Gabriel había escuchado la historia de la captura de Eichmann muchas veces. Shamron incluso se había valido de ella en setiembre de 1972 para animar a Gabriel a que se uniera al equipo de la operación Ira de Dios. La versión que le contó Shamron durante los paseos por los senderos arbolados de los Jardines Ingleses era mucho más detallada que cualquiera que hubiese escuchado antes. Gabriel sabía que no era sencillamente la charla de un viejo que narraba sus glorias pasadas. Shamron no era de los que alardeaban de sus triunfos, y los editores esperarían en vano sus memorias. Gabriel sabía que el viejo le hablaba de Eichmann por una razón. «Yo ya he hecho el viaje que estás a punto de emprender -le decía Shamron-. En otro tiempo, en otro lugar, en la compañía de otro hombre, pero hay cosas que debes saber.» Había momentos en que Gabriel no podía librarse de la sensación de estar caminando con la historia.

– Esperar el avión de la fuga fue lo peor -afirmó Shamron-. Estábamos atrapados en aquella casa con aquella rata. Algunos del equipo no podían ni mirarlo a la cara. Yo tuve que estar sentado en su habitación una noche tras otra y vigilarlo. Estaba encadenado a la cama, vestido con un pijama y con los ojos tapados. Teníamos estrictamente prohibido hablar con él. Sólo podía hacerla el interrogador. Yo no podía obedecer esas órdenes. Necesitaba saber. ¿Cómo era posible que ese hombre que se ponía enfermo con sólo ver la sangre hubiera matado a seis millones de los míos? ¿A mis padres? ¿A mis dos hermanas? Le pregunté por qué lo había hecho. ¿Sabes qué me respondió? Me respondió que lo había hecho porque era su trabajo, su trabajo, Gabriel, como si hubiese sido un empleado de banca o el conductor de un tranvía.

Llegaron a un puente que salvaba un arroyuelo. Shamron se apoyó en el antepecho.

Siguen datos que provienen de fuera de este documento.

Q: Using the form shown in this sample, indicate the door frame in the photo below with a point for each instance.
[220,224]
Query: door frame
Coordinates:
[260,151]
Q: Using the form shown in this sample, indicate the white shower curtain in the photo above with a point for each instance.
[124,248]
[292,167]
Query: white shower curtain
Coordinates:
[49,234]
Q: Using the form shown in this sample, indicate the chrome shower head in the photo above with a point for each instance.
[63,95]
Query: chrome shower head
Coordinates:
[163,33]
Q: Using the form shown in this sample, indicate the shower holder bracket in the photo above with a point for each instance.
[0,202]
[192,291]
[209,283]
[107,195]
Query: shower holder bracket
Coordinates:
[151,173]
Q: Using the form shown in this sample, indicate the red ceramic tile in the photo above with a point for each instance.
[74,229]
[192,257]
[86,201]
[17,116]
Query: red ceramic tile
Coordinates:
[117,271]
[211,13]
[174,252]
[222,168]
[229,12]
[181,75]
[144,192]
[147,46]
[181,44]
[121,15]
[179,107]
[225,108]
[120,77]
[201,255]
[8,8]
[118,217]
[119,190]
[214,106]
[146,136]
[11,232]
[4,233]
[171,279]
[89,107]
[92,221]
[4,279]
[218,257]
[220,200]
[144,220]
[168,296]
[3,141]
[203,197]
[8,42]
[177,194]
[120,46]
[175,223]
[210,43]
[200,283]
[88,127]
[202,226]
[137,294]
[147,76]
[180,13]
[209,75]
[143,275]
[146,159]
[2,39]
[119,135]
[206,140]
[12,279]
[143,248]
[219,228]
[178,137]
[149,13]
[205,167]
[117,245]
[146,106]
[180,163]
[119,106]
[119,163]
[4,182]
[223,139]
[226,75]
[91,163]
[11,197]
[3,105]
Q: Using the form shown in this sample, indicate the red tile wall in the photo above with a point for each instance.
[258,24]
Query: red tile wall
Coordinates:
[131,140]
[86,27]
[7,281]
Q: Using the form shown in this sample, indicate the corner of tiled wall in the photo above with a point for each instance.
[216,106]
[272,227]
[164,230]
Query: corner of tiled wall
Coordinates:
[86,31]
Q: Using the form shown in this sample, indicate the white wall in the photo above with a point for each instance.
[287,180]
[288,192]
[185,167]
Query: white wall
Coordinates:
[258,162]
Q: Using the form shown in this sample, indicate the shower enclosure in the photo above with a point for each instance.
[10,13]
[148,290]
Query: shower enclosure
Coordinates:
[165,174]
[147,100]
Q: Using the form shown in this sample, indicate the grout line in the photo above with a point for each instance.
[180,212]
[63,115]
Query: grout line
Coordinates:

– Sólo una vez quise matarlo, Gabriel, cuando me dijo que no odiaba a los judíos, que en realidad admiraba a los judíos. Para demostrarme lo mucho que apreciaba a los judíos, comenzó a recitarme nuestras palabras: Shema, Yisrael, Adonai Eloheinu, Adonai Echad! No podía oír esas palabras en su boca, la misma boca que había dado las órdenes para matar a seis millones. Le tapé el rostro con la mano hasta que se calló. Comenzó a temblar ya sacudirse de tal manera que creí que le había provocado un ataque cardiaco. Me preguntó si iba a matarlo. Me suplicó que no le hiciera daño a su hijo. Ese hombre que había arrancado a los niños de los brazos de sus padres para arrojarlos a la hoguera se preocupaba por su propio hijo, como si nosotros fuéramos a actuar como él, como si nosotros asesináramos niños.

Luego se sentaron a una vieja mesa de madera en la terraza de una cervecería cerrada.

– Queríamos que él aceptara venir con nosotros a Israel voluntariamente. Por supuesto, no quería. Estaba dispuesto a que lo juzgaran en Argentina o Alemania. Le dije que no era posible. De una manera u otra, sería juzgado en Israel. Arriesgué mi carrera al dejarle beber una copa de vino tinto y que fumara un cigarrillo. No pude beber con ese asesino. Me fue imposible. Le aseguré que tendría la oportunidad de contar su versión de la historia, que tendría un juicio justo y una defensa adecuada. No se hacía ninguna ilusión respecto al veredicto, pero la idea de explicarse al mundo le resultaba atractiva. También le señalé que tendría la dignidad de saber cuándo moriría, algo que le había negado a los millones que habían marchado a las cámaras de gas creyendo que iban a las duchas mientras Max Klein tocaba el violín. Firmó el documento, le puso fecha como un buen burócrata alemán, y se acabó.